All happiness depends on a leisurely breakfast.  ~John Gunther

I started making this puffy breakfast pancake when Jeff and I were first married. The perfect weekend indulgence for your family, or for a fancy company brunch. Don’t use an electric mixer for this as the ingredients can be over mixed too easily, causing the pancake to become tough. Hand mixing is best for this recipe.

One of our favorite breakfast treats! A puffed Dutch pancake with lemon syrup!

for the dutch baby:

1/2 cup butter

6 large eggs

1 and 1/2 cups milk

1 and 1/2 cups all-purpose flour

for the lemon syrup:

juice of two lemons

powdered sugar

Place butter in a cast iron skillet or glass pie plate and set in a preheated 425 degree oven. In a large mixing bowl, lightly beat eggs with a wire whisk. Add milk and flour. Mix with a wire whisk until large clumps disappear and the batter is fairly smooth. Don’t over-mix or your Dutch Baby will be tough.

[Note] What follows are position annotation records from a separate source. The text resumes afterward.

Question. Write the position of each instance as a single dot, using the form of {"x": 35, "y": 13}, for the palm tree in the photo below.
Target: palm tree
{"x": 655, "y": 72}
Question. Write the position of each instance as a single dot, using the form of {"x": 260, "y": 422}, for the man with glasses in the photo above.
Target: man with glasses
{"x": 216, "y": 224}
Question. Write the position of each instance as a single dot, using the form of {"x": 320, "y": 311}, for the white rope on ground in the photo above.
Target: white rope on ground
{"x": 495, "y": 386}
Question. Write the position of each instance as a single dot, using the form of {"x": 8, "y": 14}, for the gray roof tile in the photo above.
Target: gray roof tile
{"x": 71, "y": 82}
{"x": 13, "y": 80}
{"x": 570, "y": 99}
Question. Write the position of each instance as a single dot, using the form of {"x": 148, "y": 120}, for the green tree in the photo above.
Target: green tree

Carefully remove pan from oven and pour batter into the hot, melted butter. Return pan to oven and bake until well browned and puffed on the edges, 20 to 25 minutes, depending on pan size. Cut into wedges and serve with the lemon syrup! Fresh berries are a wonderful addition to this romantic breakfast dish.

To make the syrup ~ juice the lemons, discard seeds and add powdered sugar, a Tablespoon at a time until the syrup tastes sweet enough to you. Mix with a wire whisk.